Burqa vietato in ospedali e uffici pubblici

«Per tutelare la libertà della donna», in Liguria l'ingresso negli ospedali e negli uffici pubblici regionali sarà “vietato” alle donne che indossano il burqa (e non il semplice velo islamico: esso copre anche gli occhi della donna che lo indossa).

Il divieto pare sia destinato a diventare legge. Nel nome del diritto di «tutelare la libertà della donna», certe donne musulmane saranno costrette a togliersi la stoffa che copre anche il loro sguardo. È stato annunciato proprio l’8 marzo: poiché quella data è «una buona occasione per dire che il burqa è il simbolo della sottomissione della donna all’uomo – dice il presidente della Regione  Toti – ed è una buona occasione per ribadire che bisogna rispettare in Italia le regole minime di uguaglianza tra uomo e donna». Cambia disco invece l’assessora alla salute Viale che precisa: «Le persone che chiedono assistenza devono essere riconoscibili anche per facilitare gli interventi degli operatori». Non poteva mancare la voce di patron Salvini che chiosa: «Nel diluvio di chiacchiere inutili che accompagna la festa della donna, questa è una iniziativa concreta per la tutela della libertà, della dignità, dell’indipendenza e della sicurezza delle donne».

Tutela, dignità, indipendenza e sicurezza. Fa «inorridire» secondo Salvatore, portavoce regionale M5S, questa delibera «che, invece di estendere i diritti delle donne, li riduce ulteriormente. Un pessimo segnale, alla vigilia dell’8 marzo, che offende tutte le donne». E continua: «Fa inorridire l’idea che nel 2017 si tenti di impedire alle donne l’accesso alle cure sanitarie essenziali solo ed esclusivamente per i vestiti che indossano». Per l’assessora Viale: «Disporre il divieto d’ingresso nelle strutture sanitarie per le persone che indossino il burqa significa per la Regione Liguria assumere una misura fortemente anti-discriminatoria a difesa della libertà delle donne.
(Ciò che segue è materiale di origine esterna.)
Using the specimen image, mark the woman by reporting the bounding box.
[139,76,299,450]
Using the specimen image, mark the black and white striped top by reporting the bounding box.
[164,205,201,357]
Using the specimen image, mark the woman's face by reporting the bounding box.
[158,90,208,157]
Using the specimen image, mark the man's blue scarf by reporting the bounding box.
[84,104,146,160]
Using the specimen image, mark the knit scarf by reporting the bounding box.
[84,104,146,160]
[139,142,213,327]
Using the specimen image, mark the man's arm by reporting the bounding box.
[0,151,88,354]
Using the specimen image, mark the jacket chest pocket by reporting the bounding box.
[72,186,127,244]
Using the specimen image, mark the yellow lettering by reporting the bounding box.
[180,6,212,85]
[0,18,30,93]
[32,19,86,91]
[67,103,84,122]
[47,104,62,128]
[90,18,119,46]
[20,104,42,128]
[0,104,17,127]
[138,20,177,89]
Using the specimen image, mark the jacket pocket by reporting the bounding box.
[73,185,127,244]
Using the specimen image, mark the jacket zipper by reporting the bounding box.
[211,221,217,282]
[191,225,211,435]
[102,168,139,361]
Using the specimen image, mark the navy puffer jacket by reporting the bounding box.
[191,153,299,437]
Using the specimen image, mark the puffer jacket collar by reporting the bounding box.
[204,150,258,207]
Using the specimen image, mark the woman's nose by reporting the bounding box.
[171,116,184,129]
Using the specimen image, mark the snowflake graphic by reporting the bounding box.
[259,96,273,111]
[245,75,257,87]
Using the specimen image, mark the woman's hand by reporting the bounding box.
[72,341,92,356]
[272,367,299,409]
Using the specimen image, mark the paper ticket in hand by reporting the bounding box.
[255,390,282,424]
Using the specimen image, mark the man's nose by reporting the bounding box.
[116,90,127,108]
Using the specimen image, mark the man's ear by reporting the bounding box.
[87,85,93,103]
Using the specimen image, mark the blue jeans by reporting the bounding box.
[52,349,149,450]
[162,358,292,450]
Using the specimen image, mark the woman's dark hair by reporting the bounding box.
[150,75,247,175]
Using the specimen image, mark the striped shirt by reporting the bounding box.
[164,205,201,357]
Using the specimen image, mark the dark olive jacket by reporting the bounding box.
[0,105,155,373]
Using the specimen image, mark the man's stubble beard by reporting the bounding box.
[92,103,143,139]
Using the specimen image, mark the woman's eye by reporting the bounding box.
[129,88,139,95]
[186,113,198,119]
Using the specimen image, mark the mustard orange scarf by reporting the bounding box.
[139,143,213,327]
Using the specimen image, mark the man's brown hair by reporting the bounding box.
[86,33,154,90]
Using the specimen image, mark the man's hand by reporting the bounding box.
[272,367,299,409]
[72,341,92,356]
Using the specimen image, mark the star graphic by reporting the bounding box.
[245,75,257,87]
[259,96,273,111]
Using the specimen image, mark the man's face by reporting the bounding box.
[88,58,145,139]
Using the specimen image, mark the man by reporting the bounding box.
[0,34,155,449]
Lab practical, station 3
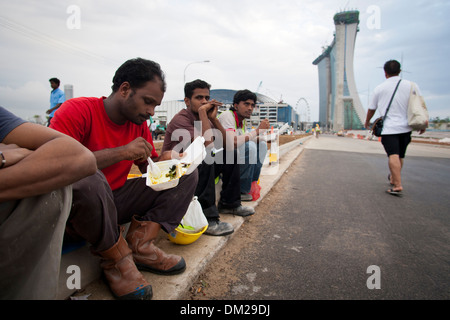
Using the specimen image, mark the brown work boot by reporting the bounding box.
[127,217,186,275]
[99,233,153,300]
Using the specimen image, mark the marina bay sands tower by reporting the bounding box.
[313,11,365,131]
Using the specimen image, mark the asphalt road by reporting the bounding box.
[191,135,450,300]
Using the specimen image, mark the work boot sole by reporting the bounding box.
[136,258,186,276]
[101,274,153,300]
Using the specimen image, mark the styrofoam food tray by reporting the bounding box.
[145,137,206,191]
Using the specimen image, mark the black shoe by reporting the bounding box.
[219,204,255,217]
[205,219,234,236]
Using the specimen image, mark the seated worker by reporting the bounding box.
[162,80,255,236]
[219,90,270,201]
[51,58,198,299]
[0,107,97,300]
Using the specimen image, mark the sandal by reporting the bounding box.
[388,173,394,186]
[386,189,403,197]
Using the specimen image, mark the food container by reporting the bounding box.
[144,137,206,191]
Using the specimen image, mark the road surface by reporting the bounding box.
[186,135,450,300]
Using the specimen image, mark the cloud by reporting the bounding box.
[0,0,450,120]
[0,82,51,120]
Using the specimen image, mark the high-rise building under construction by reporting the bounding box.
[313,11,365,131]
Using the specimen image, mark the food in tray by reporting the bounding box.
[149,163,190,184]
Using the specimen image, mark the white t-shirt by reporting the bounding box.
[219,110,246,136]
[369,76,420,135]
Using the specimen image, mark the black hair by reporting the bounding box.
[184,79,211,99]
[230,89,257,111]
[48,78,61,86]
[111,58,166,92]
[384,60,402,76]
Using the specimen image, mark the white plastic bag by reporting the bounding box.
[408,82,429,130]
[181,197,208,233]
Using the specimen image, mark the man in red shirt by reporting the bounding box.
[51,58,198,299]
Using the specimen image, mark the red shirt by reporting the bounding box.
[50,97,158,190]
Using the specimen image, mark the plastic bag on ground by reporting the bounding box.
[180,197,208,233]
[250,181,261,201]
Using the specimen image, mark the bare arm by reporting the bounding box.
[0,123,97,202]
[198,100,227,146]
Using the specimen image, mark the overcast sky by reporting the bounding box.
[0,0,450,120]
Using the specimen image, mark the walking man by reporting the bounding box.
[365,60,425,196]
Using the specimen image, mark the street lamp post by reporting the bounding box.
[183,60,210,83]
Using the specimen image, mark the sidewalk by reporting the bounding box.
[67,137,311,300]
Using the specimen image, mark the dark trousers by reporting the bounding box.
[195,151,241,220]
[66,170,198,252]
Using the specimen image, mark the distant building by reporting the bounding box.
[64,84,73,100]
[313,11,365,131]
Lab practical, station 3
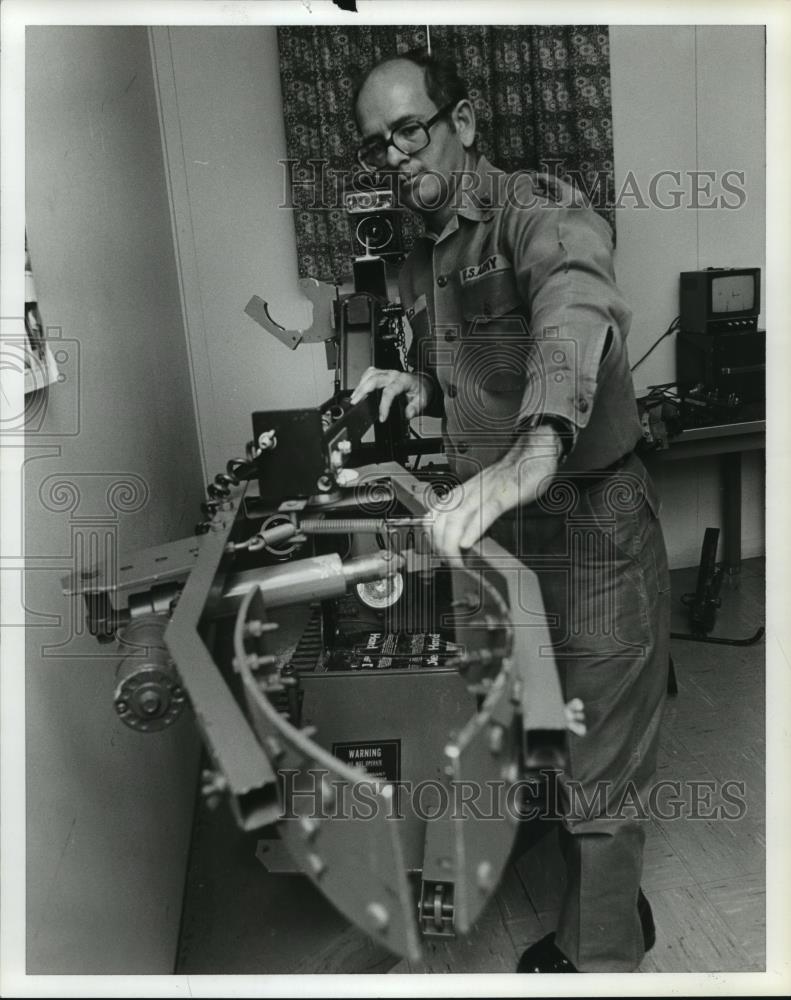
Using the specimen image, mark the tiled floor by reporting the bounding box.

Il nostro obiettivo è dire un chiaro no a quella che è la discriminazione simboleggiata dall’utilizzo del burqa. È un tema che deve essere portato all’attenzione della comunità ligure: le discriminazioni attuate attraverso la copertura del volto e del capo della donna sono l’anticamera di quello che non vogliamo. L’8 marzo è un simbolo di libertà della donna di scegliere come muoversi e come operare. Il burqa, al contrario, è simbolicamente l’atto di discriminazione sessuale più palese e maggiormente indice di fanatismo che si ritrova in alcuni Paesi in cui la democrazia è dimenticata».
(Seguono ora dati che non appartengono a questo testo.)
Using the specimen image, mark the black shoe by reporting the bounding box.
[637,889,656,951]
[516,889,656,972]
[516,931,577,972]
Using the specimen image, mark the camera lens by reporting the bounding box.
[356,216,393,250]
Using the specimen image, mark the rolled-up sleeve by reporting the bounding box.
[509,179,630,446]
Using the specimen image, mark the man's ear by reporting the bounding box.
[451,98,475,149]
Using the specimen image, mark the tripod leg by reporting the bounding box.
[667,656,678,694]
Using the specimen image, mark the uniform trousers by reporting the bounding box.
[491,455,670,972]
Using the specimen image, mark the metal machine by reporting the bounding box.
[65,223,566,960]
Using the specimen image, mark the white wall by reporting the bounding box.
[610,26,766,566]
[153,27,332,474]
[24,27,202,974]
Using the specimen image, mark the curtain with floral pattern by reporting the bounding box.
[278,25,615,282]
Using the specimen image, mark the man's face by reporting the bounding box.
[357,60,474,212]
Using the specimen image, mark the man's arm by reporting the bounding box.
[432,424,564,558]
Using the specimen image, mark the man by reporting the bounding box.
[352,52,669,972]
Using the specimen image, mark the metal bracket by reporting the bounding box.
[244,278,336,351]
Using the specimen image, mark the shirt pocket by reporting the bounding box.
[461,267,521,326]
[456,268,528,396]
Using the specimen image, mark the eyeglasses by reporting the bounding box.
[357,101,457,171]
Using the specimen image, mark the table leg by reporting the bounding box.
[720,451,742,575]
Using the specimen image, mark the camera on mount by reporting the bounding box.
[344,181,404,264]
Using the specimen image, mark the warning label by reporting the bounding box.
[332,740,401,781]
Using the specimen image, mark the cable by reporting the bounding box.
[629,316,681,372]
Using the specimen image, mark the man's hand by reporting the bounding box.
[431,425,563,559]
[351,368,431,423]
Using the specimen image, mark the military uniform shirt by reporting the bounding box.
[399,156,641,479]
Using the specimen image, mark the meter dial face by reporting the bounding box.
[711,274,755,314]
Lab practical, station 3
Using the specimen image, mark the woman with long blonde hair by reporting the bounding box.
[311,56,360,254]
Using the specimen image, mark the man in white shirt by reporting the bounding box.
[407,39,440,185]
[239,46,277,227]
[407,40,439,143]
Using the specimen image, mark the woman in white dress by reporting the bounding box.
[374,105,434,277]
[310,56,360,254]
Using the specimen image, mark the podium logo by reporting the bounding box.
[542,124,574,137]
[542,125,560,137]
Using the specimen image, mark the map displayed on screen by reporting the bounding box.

Dal Pd fanno sapere che «tutti hanno diritto a essere curati, indipendentemente dalla religione che professano e da come si vestono. Se si vuole aprire una discussione sul burqa, iniziare dagli ospedali è la cosa più sbagliata che ci sia. Gli stranieri in Italia sono 5 milioni, quasi il 10%. Molti sono musulmani. Una Regione seria affronterebbe queste vicende aprendo un dialogo con queste comunità, utilizzando mediatori culturali e stimolando una riflessione con la parte più moderata e avanzata. Infine una domanda: se si presenta al pronto soccorso una donna in pericolo di vita che indossa il burqa, cosa fa il medico, le dice di andare a curarsi altrove?».
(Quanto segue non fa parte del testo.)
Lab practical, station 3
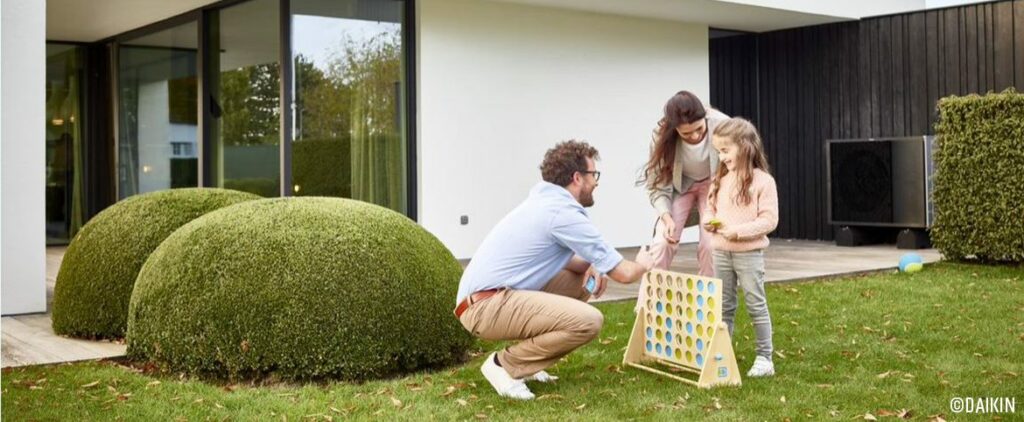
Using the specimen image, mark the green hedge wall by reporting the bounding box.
[931,88,1024,262]
[52,187,259,338]
[292,137,352,198]
[127,197,472,380]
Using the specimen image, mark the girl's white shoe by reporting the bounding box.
[746,356,775,378]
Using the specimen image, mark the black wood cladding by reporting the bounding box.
[710,0,1024,240]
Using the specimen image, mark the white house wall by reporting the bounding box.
[417,0,710,258]
[0,0,46,314]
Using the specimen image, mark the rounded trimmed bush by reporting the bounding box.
[127,197,472,380]
[52,187,259,338]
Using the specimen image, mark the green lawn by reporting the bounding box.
[2,263,1024,421]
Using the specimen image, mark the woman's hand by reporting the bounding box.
[705,218,722,233]
[718,227,739,241]
[662,213,679,243]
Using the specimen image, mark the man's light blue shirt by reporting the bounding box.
[456,181,623,303]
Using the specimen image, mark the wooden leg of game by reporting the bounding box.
[697,323,742,388]
[623,307,647,366]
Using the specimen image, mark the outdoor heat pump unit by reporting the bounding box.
[825,136,936,247]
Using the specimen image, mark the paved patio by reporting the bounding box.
[0,240,941,368]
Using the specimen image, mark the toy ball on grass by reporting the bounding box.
[899,253,925,272]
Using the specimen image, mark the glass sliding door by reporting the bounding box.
[291,0,408,213]
[46,43,84,245]
[117,22,199,200]
[205,0,281,197]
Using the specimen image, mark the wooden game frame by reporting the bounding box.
[623,269,742,388]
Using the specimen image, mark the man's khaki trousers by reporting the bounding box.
[459,270,604,378]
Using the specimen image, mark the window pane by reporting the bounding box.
[291,0,407,212]
[118,22,199,199]
[46,44,84,244]
[210,0,281,197]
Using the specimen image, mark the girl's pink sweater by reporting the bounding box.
[700,169,778,252]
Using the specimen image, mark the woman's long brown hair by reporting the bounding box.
[708,117,771,207]
[637,91,708,187]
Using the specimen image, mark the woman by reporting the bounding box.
[637,91,729,277]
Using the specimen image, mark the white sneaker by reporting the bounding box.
[523,371,558,382]
[480,352,534,400]
[746,356,775,378]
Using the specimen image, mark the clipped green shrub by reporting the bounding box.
[931,88,1024,262]
[52,188,258,338]
[292,137,352,198]
[127,198,472,380]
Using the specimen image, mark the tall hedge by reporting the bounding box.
[52,188,259,338]
[127,198,472,380]
[292,136,352,198]
[931,88,1024,262]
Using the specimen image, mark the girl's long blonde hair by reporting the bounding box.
[708,117,770,207]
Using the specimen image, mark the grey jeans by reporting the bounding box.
[712,249,772,360]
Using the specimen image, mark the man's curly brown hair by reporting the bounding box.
[541,139,600,187]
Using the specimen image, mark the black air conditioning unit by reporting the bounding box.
[825,136,935,243]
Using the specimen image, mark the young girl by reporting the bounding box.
[701,118,778,377]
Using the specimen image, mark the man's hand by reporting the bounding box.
[662,213,679,243]
[608,259,650,283]
[583,265,608,299]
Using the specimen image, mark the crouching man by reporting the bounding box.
[455,140,649,399]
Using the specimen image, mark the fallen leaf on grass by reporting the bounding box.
[537,394,565,400]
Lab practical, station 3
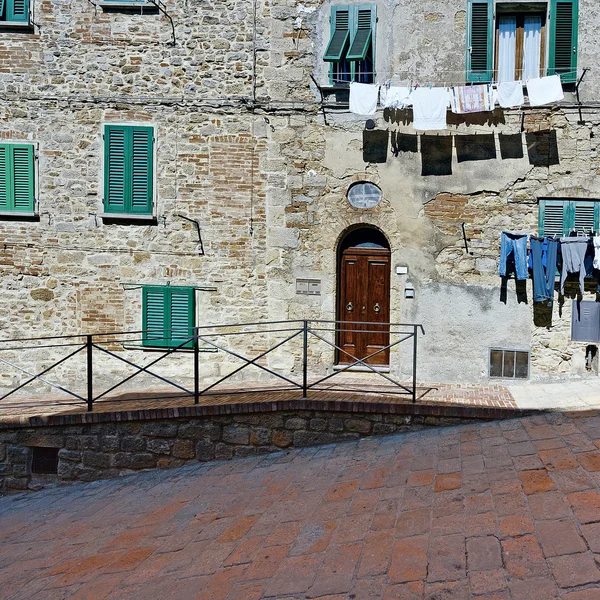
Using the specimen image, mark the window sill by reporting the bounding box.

È strano che una regione adotti queste inammissibili discriminazioni sulla salute a partire da una idea di donna che può essere discutibile ma che ha un fondamento religioso. Resta il fatto che, comunque, in ambienti sanitari non si può curare una persona, fare un’anamnesi corretta, se non la si vede in faccia. Dispiace che si utilizzino questioni culturali e religiose a fini politici.